Real-Time Monitoring and Risk Prediction System of Pipeline Leakage Based on Multimodal Large Model
摘要
In view of the low accuracy, high false alarm rate and lack of real-time risk prediction capabilities caused by the current pipeline leakage monitoring system's reliance on single sensor data, this study proposes an intelligent monitoring system based on a multimodal large model to build a pipeline safety assurance system with real-time monitoring and advance prediction functions. First, a distributed sensor array and visual acquisition device are deployed to build a multi-source data acquisition network, and wavelet transform denoising and spatiotemporal alignment algorithms are used for data preprocessing. Then, a multimodal large model based on the Transformer-GCN hybrid architecture is constructed. Through self-supervised learning, 100,000 h of pipeline operation data are pre-trained, and a dynamic attention mechanism is introduced to realize multimodal feature fusion.
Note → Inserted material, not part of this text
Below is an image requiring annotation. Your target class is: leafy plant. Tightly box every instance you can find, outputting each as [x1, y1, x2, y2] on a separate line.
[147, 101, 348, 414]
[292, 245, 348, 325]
Finally, combined with transfer learning, fine-tuning is performed on a database containing 2000 leakage cases to develop a dual-function module with real-time leakage detection and risk prediction for the next 30 min. The system achieves a detection accuracy of 98.7% and a false alarm rate of 1.2% on the test set. The risk prediction module achieves an F1 score of 93.5% for leakage events within 30 min. During the field deployment verification, it successfully warns of 5 potential leakage events, with an average advance warning time of 22 min. This multimodal large model system can provide an innovative solution for the security protection of industrial infrastructure.